Air Force ROTC hosts Flyin' Irish basketball tournament

The Notre Dame Air Force Reserve Officers’ Training Corps (ROTC) hosted more than 500 cadets from 28 schools this weekend for the 31st Flyin’ Irish Invitational Basketball Tournament.

Sophomore David Carmack, the public affairs officer for the event, said the event has expanded since its inception in 1985 to include teams from ROTC programs throughout the country, but it has remained grounded in its roots at the University.

“It started off as a couple of people from Air Force ROTC; [they] got together at Notre Dame, and they decided to create a basketball tournament, and it’s grown exponentially since this year,” he said. “We [had] 50 teams this year [and] a couple [were] local. We [had] the local Army, the local Navy and obviously the local Air Force making a couple of teams.”

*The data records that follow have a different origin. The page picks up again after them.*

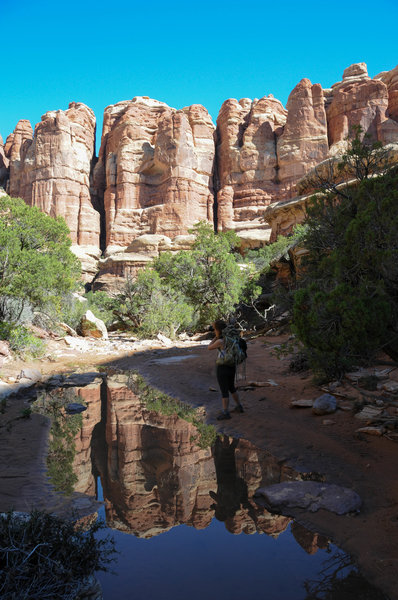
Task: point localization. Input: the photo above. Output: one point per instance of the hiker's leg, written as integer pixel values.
(223, 382)
(234, 392)
(225, 403)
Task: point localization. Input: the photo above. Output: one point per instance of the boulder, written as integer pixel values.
(4, 348)
(309, 495)
(324, 405)
(91, 326)
(154, 170)
(33, 375)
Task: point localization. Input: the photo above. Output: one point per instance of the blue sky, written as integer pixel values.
(181, 53)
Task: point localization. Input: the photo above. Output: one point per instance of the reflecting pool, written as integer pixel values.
(182, 515)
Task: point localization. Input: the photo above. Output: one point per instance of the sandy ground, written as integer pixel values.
(302, 440)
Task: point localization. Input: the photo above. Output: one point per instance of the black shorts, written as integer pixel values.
(226, 379)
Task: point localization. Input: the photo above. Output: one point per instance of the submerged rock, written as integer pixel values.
(74, 407)
(324, 405)
(310, 495)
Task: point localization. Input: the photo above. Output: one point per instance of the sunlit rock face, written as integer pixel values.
(359, 101)
(16, 148)
(247, 165)
(4, 164)
(51, 170)
(304, 142)
(156, 476)
(390, 78)
(154, 169)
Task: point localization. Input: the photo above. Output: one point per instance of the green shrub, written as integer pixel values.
(22, 341)
(208, 276)
(36, 264)
(150, 306)
(265, 256)
(166, 405)
(44, 556)
(346, 309)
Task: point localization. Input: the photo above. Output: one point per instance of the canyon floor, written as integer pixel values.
(326, 445)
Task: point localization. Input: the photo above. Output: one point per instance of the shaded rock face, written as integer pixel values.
(304, 142)
(52, 169)
(155, 477)
(161, 170)
(4, 165)
(154, 170)
(247, 165)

One reason for the tournament’s growth, Carmack said, is the bond created between ROTC cadets during group field training trips.

“It has really grown a lot by word of mouth,” he said. “For instance, between sophomore and junior years of college, for Air Force ROTC cadets, everybody goes down to Alabama for that age group for field training. And through that, everyone gets to know each other, and so there [are] a lot of circles of friends, and through that the basketball tournament has spread.”

While the tournament take plenty of time to organize, Carmack said, the cadets receive plenty of support from the members of the Notre Dame community.

“Notre Dame’s been really friendly with letting us use the courts,” he said. “They know we’re scheduling it. And also, actually, [men’s basketball head coach] Mike Brey is a big fan of it [so] he often comes and watches. … They have their time off, and he likes to come by, sit down and watch some games. It’s not the highest level of play, but it’s very entertaining.”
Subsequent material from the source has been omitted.